Le chant des Psychomorphes
Ce livre de Laurent Whale m'a été recommandé avec application par un ami dont j'ai fait la connaissance à la Convention SF d'Amiens 2018 : je me le suis procuré un peu plus tard grâce à l'efficacité de Markus Leicht, le libraire de Temps-Livres, et me suis attelé bientôt à sa lecture...
Résumé :
Zéar Schybbs est un petit fonctionnaire du gouvernement terrien, dont les passe-temps se limitent aux rencontres amoureuses, au jeu et aux vacances sur Paradis 5 : pour cette raison, il comprend mal pourquoi une huile de l'ambassade brixtéenne vient lui rendre visite incognito à son domicile... Quelques instants plus tard, voici que l'Excellence Qabar L'nitrish lui fait une proposition qu'il ne peut refuser - puis qu'à la suite de l'assassinat de ce même attaché aux affaires étrangères de Brixto, Zéar doit s'enfuir en catastrophe de son propre appartement avec la GouvPo à ses trousses ! Pour essayer de se tirer de l'invraisemblable sac de nœuds où les combines brixtéennes viennent de l'enchevêtrer, il va devoir quitter la planète. Par chance pour lui, les alliés ne manqueront pas sur sa route... mais la chance pourra-t-elle suffire à lui faire démêler le complot brixtéen ? Et d'ailleurs, pourquoi Brixto s'intéresse-t-elle de si près à un monde arriéré aux confins de l'espace humain ?

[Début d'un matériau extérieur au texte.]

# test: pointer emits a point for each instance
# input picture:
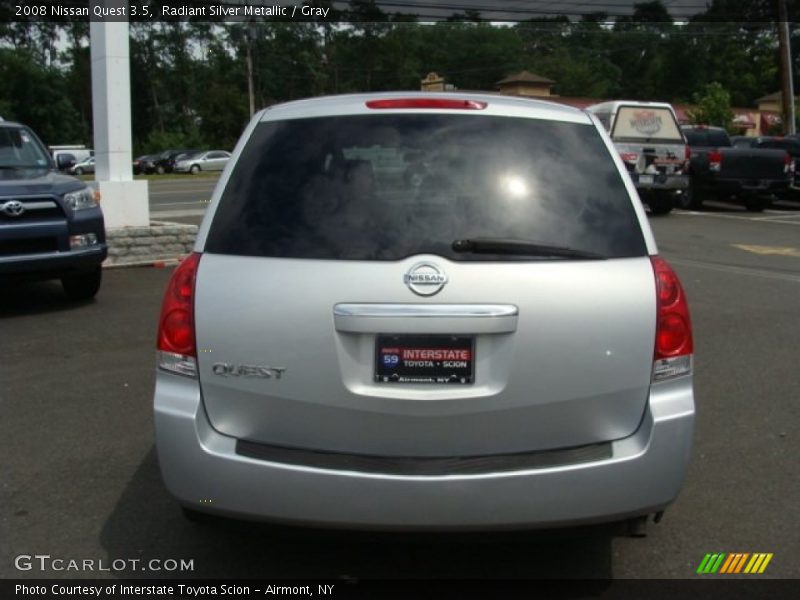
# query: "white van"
(652, 146)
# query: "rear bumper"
(660, 181)
(202, 469)
(47, 264)
(735, 187)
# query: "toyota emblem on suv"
(13, 208)
(425, 279)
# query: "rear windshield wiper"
(520, 247)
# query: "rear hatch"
(335, 313)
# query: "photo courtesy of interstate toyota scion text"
(425, 311)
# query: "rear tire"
(691, 198)
(755, 203)
(660, 203)
(84, 285)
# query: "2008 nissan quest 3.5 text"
(425, 311)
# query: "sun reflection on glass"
(515, 186)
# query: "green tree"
(712, 107)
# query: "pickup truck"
(648, 139)
(719, 170)
(790, 143)
(51, 226)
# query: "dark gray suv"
(51, 226)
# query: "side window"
(605, 119)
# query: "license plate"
(424, 359)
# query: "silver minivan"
(425, 311)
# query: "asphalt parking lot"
(80, 476)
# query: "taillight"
(673, 345)
(714, 160)
(177, 351)
(453, 103)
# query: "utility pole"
(787, 83)
(251, 34)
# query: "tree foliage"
(713, 107)
(190, 87)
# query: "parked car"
(165, 161)
(647, 137)
(51, 226)
(144, 164)
(750, 175)
(789, 143)
(85, 166)
(211, 160)
(494, 342)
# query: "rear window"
(384, 187)
(636, 123)
(707, 137)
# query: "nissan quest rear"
(424, 311)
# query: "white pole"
(124, 201)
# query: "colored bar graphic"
(740, 564)
(734, 563)
(726, 568)
(767, 558)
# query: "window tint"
(390, 186)
(718, 138)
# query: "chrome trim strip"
(469, 311)
(11, 258)
(39, 205)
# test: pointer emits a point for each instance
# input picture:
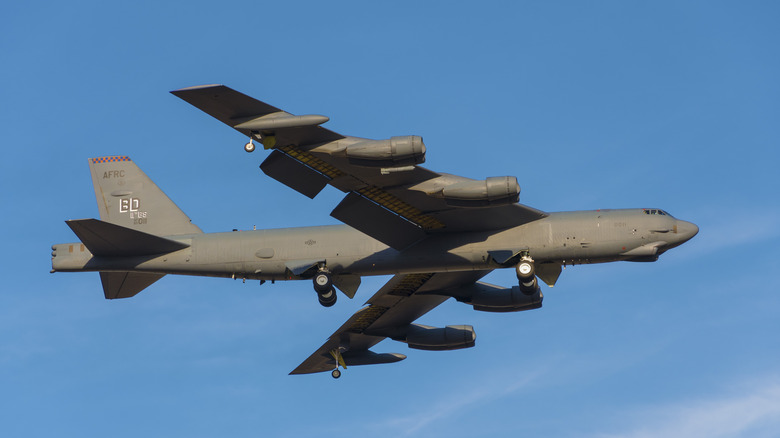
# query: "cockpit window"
(656, 212)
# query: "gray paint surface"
(438, 234)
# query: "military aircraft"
(437, 234)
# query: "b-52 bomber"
(437, 234)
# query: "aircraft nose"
(686, 230)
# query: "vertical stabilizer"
(127, 197)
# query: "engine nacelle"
(506, 300)
(495, 190)
(395, 152)
(491, 298)
(452, 337)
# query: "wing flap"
(378, 222)
(294, 174)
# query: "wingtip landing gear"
(336, 353)
(323, 285)
(526, 274)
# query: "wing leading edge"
(389, 314)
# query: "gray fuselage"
(276, 254)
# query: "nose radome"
(686, 230)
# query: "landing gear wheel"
(525, 269)
(322, 282)
(327, 299)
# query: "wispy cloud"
(753, 411)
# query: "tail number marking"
(132, 206)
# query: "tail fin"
(127, 197)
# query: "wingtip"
(196, 87)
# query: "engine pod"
(452, 337)
(395, 152)
(494, 190)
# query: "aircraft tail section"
(126, 284)
(105, 239)
(128, 198)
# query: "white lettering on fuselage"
(129, 204)
(113, 174)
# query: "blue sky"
(605, 105)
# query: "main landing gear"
(526, 274)
(323, 285)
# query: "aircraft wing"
(389, 313)
(388, 197)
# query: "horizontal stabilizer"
(126, 284)
(108, 240)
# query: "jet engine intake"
(495, 190)
(397, 151)
(452, 337)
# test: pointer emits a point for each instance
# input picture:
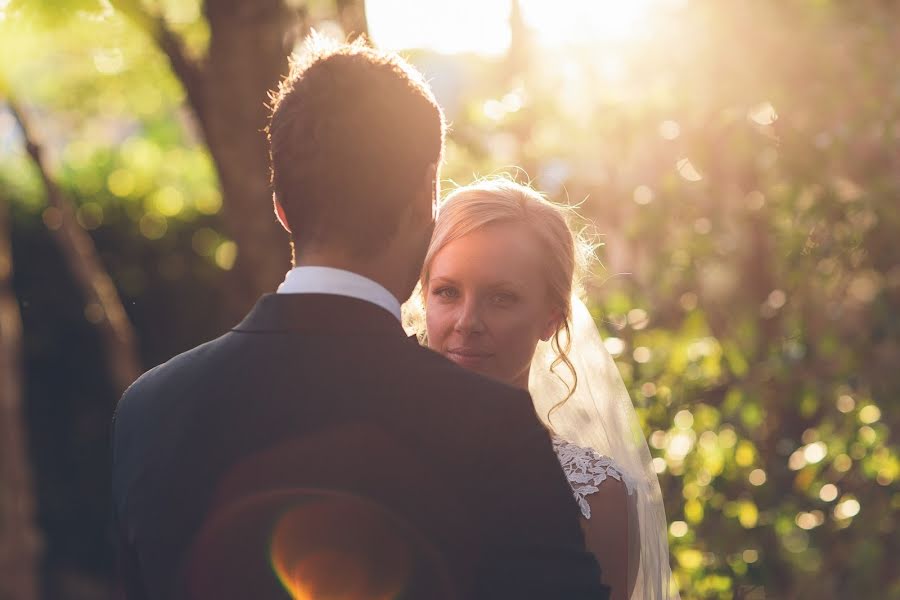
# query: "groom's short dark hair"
(351, 134)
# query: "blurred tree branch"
(189, 72)
(81, 254)
(227, 91)
(20, 542)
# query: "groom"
(315, 446)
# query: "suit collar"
(319, 314)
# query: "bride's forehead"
(488, 251)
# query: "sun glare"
(460, 26)
(482, 26)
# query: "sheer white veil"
(600, 415)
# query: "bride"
(497, 293)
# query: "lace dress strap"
(586, 469)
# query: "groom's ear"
(430, 188)
(279, 213)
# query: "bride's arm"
(606, 536)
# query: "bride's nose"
(468, 320)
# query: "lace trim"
(586, 469)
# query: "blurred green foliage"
(740, 168)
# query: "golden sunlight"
(482, 26)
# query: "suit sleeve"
(540, 549)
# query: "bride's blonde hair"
(502, 200)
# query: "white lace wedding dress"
(586, 471)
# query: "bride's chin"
(473, 363)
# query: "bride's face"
(487, 304)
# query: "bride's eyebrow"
(443, 281)
(507, 283)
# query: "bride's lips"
(468, 357)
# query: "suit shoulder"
(173, 370)
(442, 378)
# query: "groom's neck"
(382, 268)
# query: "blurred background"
(739, 161)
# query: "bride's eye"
(504, 299)
(446, 292)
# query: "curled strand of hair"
(562, 358)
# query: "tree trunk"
(20, 543)
(102, 303)
(248, 54)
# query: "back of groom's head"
(353, 134)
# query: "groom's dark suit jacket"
(326, 392)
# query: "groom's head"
(356, 139)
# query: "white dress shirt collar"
(326, 280)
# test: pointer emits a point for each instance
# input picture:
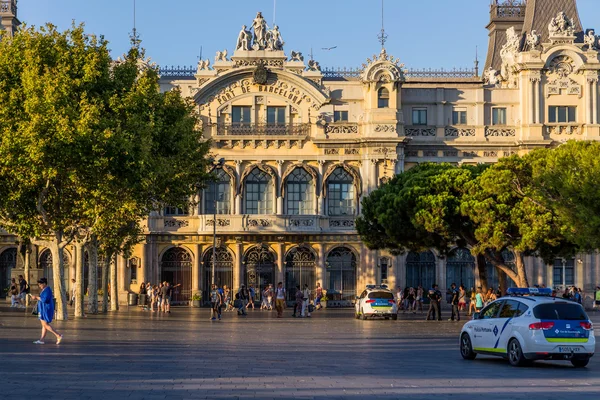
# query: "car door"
(483, 331)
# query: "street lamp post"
(216, 164)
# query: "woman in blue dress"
(46, 311)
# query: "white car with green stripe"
(530, 325)
(376, 301)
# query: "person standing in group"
(251, 297)
(318, 296)
(215, 303)
(279, 299)
(435, 296)
(478, 300)
(454, 301)
(462, 298)
(299, 301)
(46, 311)
(243, 294)
(305, 301)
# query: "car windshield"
(381, 295)
(563, 310)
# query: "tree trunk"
(114, 290)
(105, 274)
(58, 273)
(27, 269)
(79, 281)
(93, 276)
(482, 268)
(521, 271)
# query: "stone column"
(280, 254)
(196, 266)
(238, 269)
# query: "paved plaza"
(138, 355)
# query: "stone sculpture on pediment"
(591, 40)
(534, 40)
(244, 39)
(561, 25)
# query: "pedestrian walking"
(279, 299)
(435, 296)
(305, 301)
(215, 303)
(45, 308)
(244, 295)
(318, 296)
(454, 301)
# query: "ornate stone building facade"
(302, 145)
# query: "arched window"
(420, 269)
(460, 268)
(340, 193)
(299, 270)
(8, 261)
(176, 268)
(223, 269)
(493, 273)
(341, 274)
(259, 193)
(218, 193)
(383, 98)
(300, 192)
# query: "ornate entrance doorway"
(176, 268)
(299, 270)
(260, 269)
(8, 261)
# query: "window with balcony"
(276, 115)
(217, 195)
(340, 193)
(419, 116)
(259, 193)
(383, 98)
(562, 114)
(499, 116)
(241, 115)
(340, 116)
(459, 116)
(300, 193)
(170, 211)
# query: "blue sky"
(422, 33)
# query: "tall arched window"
(218, 193)
(460, 268)
(383, 98)
(341, 196)
(259, 193)
(300, 192)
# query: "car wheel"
(580, 363)
(515, 354)
(363, 315)
(466, 348)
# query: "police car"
(530, 325)
(376, 301)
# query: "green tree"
(86, 143)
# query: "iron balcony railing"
(263, 129)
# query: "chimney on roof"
(503, 15)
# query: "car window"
(381, 295)
(560, 310)
(490, 311)
(522, 309)
(509, 309)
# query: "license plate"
(569, 349)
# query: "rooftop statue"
(561, 25)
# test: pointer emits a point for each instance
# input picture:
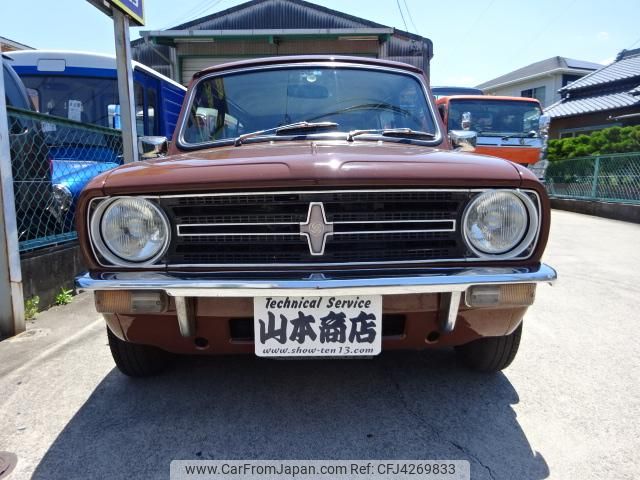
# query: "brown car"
(313, 207)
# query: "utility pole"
(123, 12)
(125, 86)
(11, 298)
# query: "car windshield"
(227, 106)
(497, 117)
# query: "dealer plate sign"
(318, 326)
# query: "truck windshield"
(497, 117)
(227, 106)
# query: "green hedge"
(609, 140)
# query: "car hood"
(308, 164)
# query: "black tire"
(491, 354)
(136, 360)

Dans un volume ramassé, Laurent Whale sert à son lecteur une intrigue à cent à l'heure, où les personnages sont sans arrêt confrontés au péril et doivent se tirer de situations inextricables à la seule force de leur intelligence quand ce n'est pas celle de leurs muscles. On est ici dans le sense of wonder le plus hamiltonien : une intrigue d'envergure galactique, un noir complot, un personnage ordinaire qui se transcende en héros, des mondes et des créatures étranges, une guerre spatiale et des civilisations interstellaires... Jusque dans les petits détails, on retrouve dans Le chant des Psychomorphes des citations au space-opera tel que popularisé par Edmond Hamilton, avec les alliés ou les ennemis sans trop de nuances de gris, mais surtout cette ode à l'espace comme une nouvelle frontière qui regorge de dangers, de richesses et surtout de merveilles, et qui génère sa propre culture ainsi que sa propre légende. L'hommage est appuyé, il est réussi, il est brillant : bravo !
Le vrai talent dont l'auteur administre la preuve ici ne se résume toutefois pas à la qualité de son hommage hamiltonien : si le vernis et la structure de cette histoire évoquent très volontiers le space-opera de l'âge d'or, certaines de ses formes sont tout à fait contemporaines. Le contexte que Laurent Whale dévoile au fil des pages est celui d'une civilisation désunie où les flux du pouvoir sont liés non aux seules ressources, mais aussi à la suprématie scientifique. Brixto est une civilisation humaine indépendante et hostile au gouvernement terrien : on la devine agressive et capitaliste, c'est-à-dire portée sur l'exploitation de l'environnement naturel, social et intellectuel. Ce qui caractérise la rapacité de Brixto - son goût pour le secret et la manipulation - témoigne de sa philosophie en termes d'économie : les ressources, qu'elles soient naturelles ou scientifiques, doivent être accaparées afin d'en entretenir la rareté - quel que soit le prix moral ou humain à payer...
C'est donc une histoire originale que Laurent Whale nous raconte ici : un space-opera tel qu'Hamilton aurait pu en écrire s'il avait connu notre époque. Merci.